Ci sono recensioni di tre righe che possono dare più soddisfazione di un servizio di dieci pagine. Come questo tweet dell’11 febbraio scorso che (tradotto) dice: “Ken Follett non scrive mai un brutto libro e Per niente al mondo è il suo migliore. È terrificante. Sfido chiunque a smettere di leggere una volta arrivati alle ultime 150 pagine”. Firmato: Stephen King.

E se lui, che ha creato i mostri e gli incubi più spaventosi degli ultimi cinquant’anni, usa la parola “terrificante”, c’è da credergli. Oggi, purtroppo, più che mai.

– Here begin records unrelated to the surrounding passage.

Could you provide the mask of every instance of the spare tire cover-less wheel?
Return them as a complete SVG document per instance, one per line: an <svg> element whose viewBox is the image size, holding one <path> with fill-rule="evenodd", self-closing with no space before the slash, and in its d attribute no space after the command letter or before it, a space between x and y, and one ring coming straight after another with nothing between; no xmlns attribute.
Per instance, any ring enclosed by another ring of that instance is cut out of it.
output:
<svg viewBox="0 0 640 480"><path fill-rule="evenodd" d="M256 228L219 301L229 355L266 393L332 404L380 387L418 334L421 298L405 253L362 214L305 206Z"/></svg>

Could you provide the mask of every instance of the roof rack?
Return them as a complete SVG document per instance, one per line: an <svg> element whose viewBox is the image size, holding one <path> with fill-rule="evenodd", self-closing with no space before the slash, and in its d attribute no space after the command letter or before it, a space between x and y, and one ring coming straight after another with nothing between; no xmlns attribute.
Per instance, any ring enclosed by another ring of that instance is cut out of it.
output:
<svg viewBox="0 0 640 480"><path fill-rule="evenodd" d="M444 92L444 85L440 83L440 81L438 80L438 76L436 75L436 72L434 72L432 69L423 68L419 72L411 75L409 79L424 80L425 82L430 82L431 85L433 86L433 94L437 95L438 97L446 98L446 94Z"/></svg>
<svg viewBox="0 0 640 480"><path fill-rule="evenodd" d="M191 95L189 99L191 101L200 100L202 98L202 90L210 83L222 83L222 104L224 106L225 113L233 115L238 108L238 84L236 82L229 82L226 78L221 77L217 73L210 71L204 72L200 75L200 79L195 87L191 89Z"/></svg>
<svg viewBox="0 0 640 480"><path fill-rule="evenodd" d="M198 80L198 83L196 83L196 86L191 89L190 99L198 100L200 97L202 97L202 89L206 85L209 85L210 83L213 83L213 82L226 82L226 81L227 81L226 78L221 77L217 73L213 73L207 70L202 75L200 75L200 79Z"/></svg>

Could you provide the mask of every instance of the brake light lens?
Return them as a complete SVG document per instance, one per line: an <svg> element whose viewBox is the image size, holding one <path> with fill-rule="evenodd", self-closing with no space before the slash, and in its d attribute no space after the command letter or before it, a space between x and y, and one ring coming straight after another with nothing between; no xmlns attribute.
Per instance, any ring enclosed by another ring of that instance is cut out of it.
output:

L’ultimo romanzo di Ken Follett, pubblicato da Mondadori

Sì perché quello che Follett, con la solita sapienza, dipinge nelle pagine di Per niente al mondo, il suo ultimo romanzo, uscito lo scorso novembre (Traduzione di Annamaria Raffo, Mondadori, pagg.701, 27 euro) è uno scenario apocalittico da terza guerra mondiale. E il fatto che a spingere verso un conflitto nucleare sia un reciproco scambio di colpi bassi tra le due Coree non lo rende meno credibile e attuale.

Sono tre i luoghi di questo romanzo: Stati Uniti, Ciad e Cina.

La protagonista delle pagine americane è, manco a dirlo, la prima presidente donna Pauline Green, alle prese con una figlia adolescente complicata, un matrimonio che funziona sempre meno e decisioni di giorno in giorno più difficili. Soprattutto se hai un potenziale rivale nella prossima corsa alla Casa Bianca che vorrebbe nuclearizzare il resto del mondo e che considera ragionevolezza sinonimo di debolezza.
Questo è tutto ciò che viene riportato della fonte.